El commissario Brunelli salió temprano de su casa de Dursodoro y se dirigió al traghetto, donde se detuvo para tomar un coretto. En días como éste, cuando su hijo se mostraba más difícil y rebelde a la hora del desayuno, el café entre su casa y la Procuratie era su único placer culpable. Aquella mañana se lo había servido un ceñudo muchacho que murmuraba alguna cosa para su coleto; todo gracias a una pequeña desavenencia en La Fenice la noche antes.
Lanzó un suspiro y apoyó los codos sobre el mostrador.
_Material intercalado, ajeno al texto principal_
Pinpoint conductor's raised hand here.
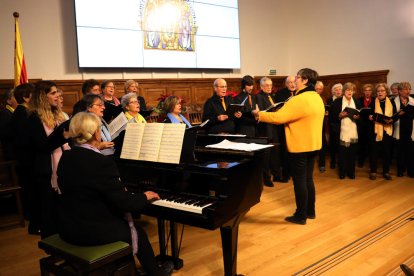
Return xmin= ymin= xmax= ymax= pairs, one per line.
xmin=252 ymin=104 xmax=260 ymax=120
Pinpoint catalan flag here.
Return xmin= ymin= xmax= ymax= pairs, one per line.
xmin=13 ymin=12 xmax=28 ymax=87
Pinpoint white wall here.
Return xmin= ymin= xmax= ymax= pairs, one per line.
xmin=0 ymin=0 xmax=414 ymax=84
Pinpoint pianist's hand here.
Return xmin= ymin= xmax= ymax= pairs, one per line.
xmin=144 ymin=191 xmax=160 ymax=201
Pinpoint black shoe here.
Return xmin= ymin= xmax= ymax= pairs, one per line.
xmin=285 ymin=216 xmax=306 ymax=225
xmin=263 ymin=179 xmax=275 ymax=187
xmin=160 ymin=261 xmax=174 ymax=276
La Fenice era el único lugar público de la ciudad donde se abría una grieta en la barrera entre austríacos y venecianos. Los austríacos ocupaban los palcos y los venecianos se distribuían por las butacas, pero al menos durante unas horas ambos bandos compartían el mismo espacio y aplaudían a los mismos artistas. Los conflictos, cuando empezaban, generalmente tenían lugar después de la función, cuando los amantes de la ópera salían en tropel del diminuto teatro camino del estrecho muelle. El suceso de la noche anterior, si había que prestar crédito a Paolo, había implicado a un oficial austríaco que había requisado una góndola reservada a una familia veneciana. Se produjo un altercado, al que los gondoleros se habían unido, antes de que el oficial, según la historia de Paolo, se hubiera alejado con su dama entre los silbidos y abucheos de la multitud. Sin duda existía otra versión de la misma, como Brunelli había intentado explicar a su hijo. Hasta los oficiales austríacos podían cometer un error.
Removió los dos terrones de azúcar en su tacita. Paolo fingía ver a todos los austríacos como unos arrogantes estúpidos, que pisoteaban los sentimientos del pueblo. Al mismo tiempo les atribuía completa omnisciencia, como si cualquier agravio por su parte fuera el fruto de una cuidadosa y brillante invención.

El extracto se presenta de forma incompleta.